New school in Lacey will be called Salish Middle School
South Sound’s newest middle school finally has a name.
The North Thurston School Board voted 3-0 Tuesday night to name its fifth middle school Salish Middle School.
The district’s 10-member school naming committee presented its top choice at the board’s regular business meeting.
“We reviewed just right around 300 responses, and there emerged a very clear frontrunner,” Nisqually Middle School Principal Karen Owen, who will lead the new school, told the School Board.
Other top choices were Hawks Prairie Middle School, Medicine Creek Middle School and Meridian Middle School, she said.
Board members Aaron Owada and Leah Wells were absent from the meeting.
Salish Middle School will open next September at 8605 Campus Glen Drive NE, Lacey, in the Meridian Campus development.

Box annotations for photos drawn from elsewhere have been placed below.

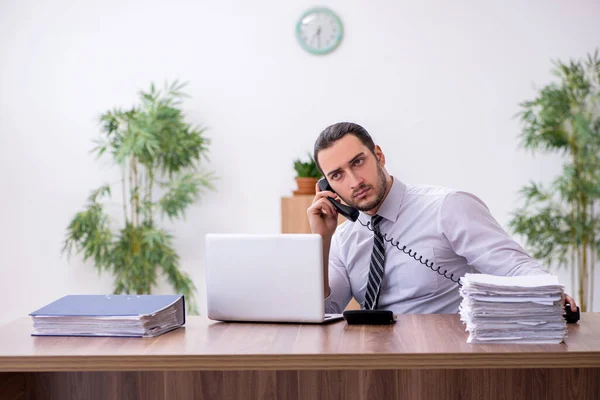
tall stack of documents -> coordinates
[29,294,185,337]
[459,274,567,343]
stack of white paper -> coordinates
[459,274,567,343]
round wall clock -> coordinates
[296,7,344,54]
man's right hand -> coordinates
[306,184,340,240]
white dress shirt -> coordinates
[325,179,547,314]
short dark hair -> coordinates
[313,122,375,175]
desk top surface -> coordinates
[0,313,600,371]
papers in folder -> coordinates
[29,295,185,337]
[459,274,567,343]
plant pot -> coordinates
[294,178,318,196]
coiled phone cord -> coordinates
[358,219,462,286]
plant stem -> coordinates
[589,201,596,311]
[121,164,128,225]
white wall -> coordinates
[0,0,600,321]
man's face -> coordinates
[317,135,387,211]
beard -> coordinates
[342,165,387,212]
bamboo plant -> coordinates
[62,82,214,314]
[510,50,600,312]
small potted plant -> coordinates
[294,153,323,195]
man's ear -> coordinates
[373,145,385,167]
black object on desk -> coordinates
[342,310,396,325]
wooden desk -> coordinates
[0,313,600,400]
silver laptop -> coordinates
[205,234,342,323]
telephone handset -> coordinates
[319,178,360,222]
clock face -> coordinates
[296,8,343,54]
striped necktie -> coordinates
[363,215,385,310]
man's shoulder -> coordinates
[405,184,460,202]
[406,185,487,207]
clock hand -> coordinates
[317,27,321,48]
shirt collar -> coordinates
[362,178,406,222]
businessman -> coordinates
[307,122,576,314]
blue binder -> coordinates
[29,294,185,337]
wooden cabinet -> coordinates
[281,195,360,310]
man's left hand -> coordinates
[563,293,577,312]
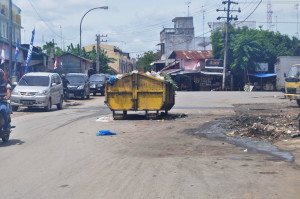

Salish or a similar form such as Salish Reach and Salish Shores, was suggested about 35 times in a community survey conducted by the naming committee.
Salish is a word that represents a group of languages spoken by several tribes in the area, Owen said. The committee felt strongly that it needed to continue the district’s tradition of using a Native American name for its comprehensive middle schools, she said.
“The Nisqually tribal leadership also was consulted,” Owen added.
The $48 million, 109,000-square-foot school was designed by BCRA Architects of Tacoma. The project’s contractor is BNCC of Steilacoom. It’s being funded by a 20-year, $175 million bond that voters approved in February 2014, which generated money for the new middle school, upgrades or modernization projects at five schools and other capital improvements in the district.
The new name also inspired the school’s symbol: the raven.
The district’s other comprehensive middle schools are Chinook, Komachin and Nisqually. North Thurston also is home to Aspire Middle School for the Performing Arts.
Emma Richmond, 10, who lives in the neighborhood around the new school and will be part of its first sixth-grade class, said Salish Middle School was her top choice.
She said she liked the name because of its meaning and because it’s easy to spell.
“It’s not just one tribe — it covers several different communities,” added her mom, Lorrie Richmond, who served on the naming committee with her daughter.